Eleanor MacKay, on a lifetime of looking.
Retired biology teacher, Deer Isle. Keeping a Maine-coast birding log since the spring of 1991.
My background
I am a retired teacher. I taught high-school biology at the Deer Isle-Stonington High School from 1979 to 2018 — thirty-nine years in one classroom in one town. I grew up in Belfast, on the western shore of Penobscot Bay, and moved to Deer Isle in 1979 to take the teaching job. I have been here ever since. My husband, Robert, was a lobsterman; he passed in 2019. We have two grown children, three grandchildren, and a small house in Burnt Cove that looks east across the harbour.
How I started
I started keeping a coastal-Maine birding log in March 1991, in a small green notebook that I bought at the Stonington Pharmacy. The notebook filled in two years; the second notebook filled in four years; the third has been open since 1997 and is now the principal log. I do not, as some birders do, keep a life list. I keep a coastal-Maine list, by year, by season, by location.
What this journal is
Five long entries, written across one year, on the five seasons of the Maine birding calendar.

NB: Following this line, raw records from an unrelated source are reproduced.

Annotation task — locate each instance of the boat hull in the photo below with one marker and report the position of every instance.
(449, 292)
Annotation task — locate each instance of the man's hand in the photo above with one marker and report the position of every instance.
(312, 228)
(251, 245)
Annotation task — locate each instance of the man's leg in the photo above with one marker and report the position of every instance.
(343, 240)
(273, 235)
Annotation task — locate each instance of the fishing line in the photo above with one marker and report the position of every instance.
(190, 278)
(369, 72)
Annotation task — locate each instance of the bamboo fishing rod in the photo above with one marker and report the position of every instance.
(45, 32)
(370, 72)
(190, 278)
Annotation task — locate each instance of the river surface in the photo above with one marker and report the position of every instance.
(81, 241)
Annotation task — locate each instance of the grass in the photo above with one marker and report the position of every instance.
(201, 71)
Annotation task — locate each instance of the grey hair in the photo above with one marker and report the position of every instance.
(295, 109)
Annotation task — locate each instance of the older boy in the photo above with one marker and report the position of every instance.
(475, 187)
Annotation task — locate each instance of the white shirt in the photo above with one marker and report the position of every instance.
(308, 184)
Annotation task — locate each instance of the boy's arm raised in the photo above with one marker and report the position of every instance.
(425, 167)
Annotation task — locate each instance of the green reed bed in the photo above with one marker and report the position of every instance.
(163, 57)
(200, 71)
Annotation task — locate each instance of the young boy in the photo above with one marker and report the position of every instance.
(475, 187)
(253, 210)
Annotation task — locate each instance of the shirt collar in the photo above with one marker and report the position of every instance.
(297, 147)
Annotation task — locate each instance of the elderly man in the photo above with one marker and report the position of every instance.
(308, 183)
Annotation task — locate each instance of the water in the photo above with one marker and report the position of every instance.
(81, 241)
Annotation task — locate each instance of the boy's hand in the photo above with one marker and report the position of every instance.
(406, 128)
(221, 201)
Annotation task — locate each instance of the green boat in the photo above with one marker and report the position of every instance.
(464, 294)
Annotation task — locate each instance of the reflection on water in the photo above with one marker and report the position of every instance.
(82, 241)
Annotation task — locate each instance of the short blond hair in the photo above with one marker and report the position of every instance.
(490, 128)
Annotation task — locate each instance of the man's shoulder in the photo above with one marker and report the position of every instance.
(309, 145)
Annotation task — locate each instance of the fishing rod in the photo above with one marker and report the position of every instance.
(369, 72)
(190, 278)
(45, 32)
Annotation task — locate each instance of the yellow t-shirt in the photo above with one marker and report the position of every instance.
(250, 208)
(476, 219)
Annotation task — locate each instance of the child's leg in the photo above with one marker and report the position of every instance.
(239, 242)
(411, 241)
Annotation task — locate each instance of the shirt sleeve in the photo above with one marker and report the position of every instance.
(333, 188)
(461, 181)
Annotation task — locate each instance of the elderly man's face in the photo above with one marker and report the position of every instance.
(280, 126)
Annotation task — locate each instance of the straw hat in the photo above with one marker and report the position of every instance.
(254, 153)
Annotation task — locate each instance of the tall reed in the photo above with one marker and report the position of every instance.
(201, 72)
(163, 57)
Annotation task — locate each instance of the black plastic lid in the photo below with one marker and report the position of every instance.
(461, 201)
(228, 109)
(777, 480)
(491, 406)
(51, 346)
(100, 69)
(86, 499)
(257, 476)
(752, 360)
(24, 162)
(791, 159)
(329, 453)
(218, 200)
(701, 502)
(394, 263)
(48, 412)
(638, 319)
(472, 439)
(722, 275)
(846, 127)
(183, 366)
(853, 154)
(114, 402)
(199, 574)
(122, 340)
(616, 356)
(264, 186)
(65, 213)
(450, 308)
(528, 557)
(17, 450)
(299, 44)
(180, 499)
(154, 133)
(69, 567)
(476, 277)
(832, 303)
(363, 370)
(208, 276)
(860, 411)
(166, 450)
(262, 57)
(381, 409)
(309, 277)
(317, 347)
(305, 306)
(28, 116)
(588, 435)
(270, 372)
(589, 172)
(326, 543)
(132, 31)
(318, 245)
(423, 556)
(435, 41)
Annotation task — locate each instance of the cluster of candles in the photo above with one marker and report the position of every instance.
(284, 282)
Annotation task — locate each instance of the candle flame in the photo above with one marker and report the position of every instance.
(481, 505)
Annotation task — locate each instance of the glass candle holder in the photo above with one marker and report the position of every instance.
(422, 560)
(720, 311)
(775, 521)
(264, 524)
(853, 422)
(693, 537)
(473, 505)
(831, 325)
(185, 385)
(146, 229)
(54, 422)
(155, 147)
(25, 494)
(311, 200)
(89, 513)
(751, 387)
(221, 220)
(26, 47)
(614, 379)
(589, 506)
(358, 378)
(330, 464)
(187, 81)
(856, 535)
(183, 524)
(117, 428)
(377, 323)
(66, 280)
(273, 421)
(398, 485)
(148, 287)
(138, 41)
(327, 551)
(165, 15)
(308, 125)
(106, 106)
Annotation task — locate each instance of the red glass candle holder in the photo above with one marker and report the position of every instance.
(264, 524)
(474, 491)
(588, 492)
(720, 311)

The entries are personal — what I saw, where I saw it, what the weather was like, who I was talking to on the headland that morning. They are not field guides; the field guide is Sibley, on the bench by the door.
Why coastal Maine
Coastal Maine east of Penobscot Bay is, in my partial reading, the most interesting birding landscape east of the Mississippi. It is the easternmost continental land in the United States, the northernmost reach of the Atlantic Flyway, and the southernmost reach of the boreal bird belt. The intersection produces a species list that no other coastline matches.
What this is not
It is not a guide to where to go birding in Maine. The Maine Birding Trail handles that. It is not an academic publication. The eBird record is public, and the academic ornithology is in the published literature. It is one observer's slow journal, written from one harbour, in one notebook, over one year.
On the open journal
I started the open journal in 2022, after my children suggested it. The closed log — the four green notebooks, on the shelf above the wood stove — is what the journal is drawn from. The closed log will, eventually, go to the Maine State Library; the open journal is, I suppose, a small advance instalment.
Coastal Maine east of Penobscot Bay is, in my partial reading, the most interesting birding landscape east of the Mississippi.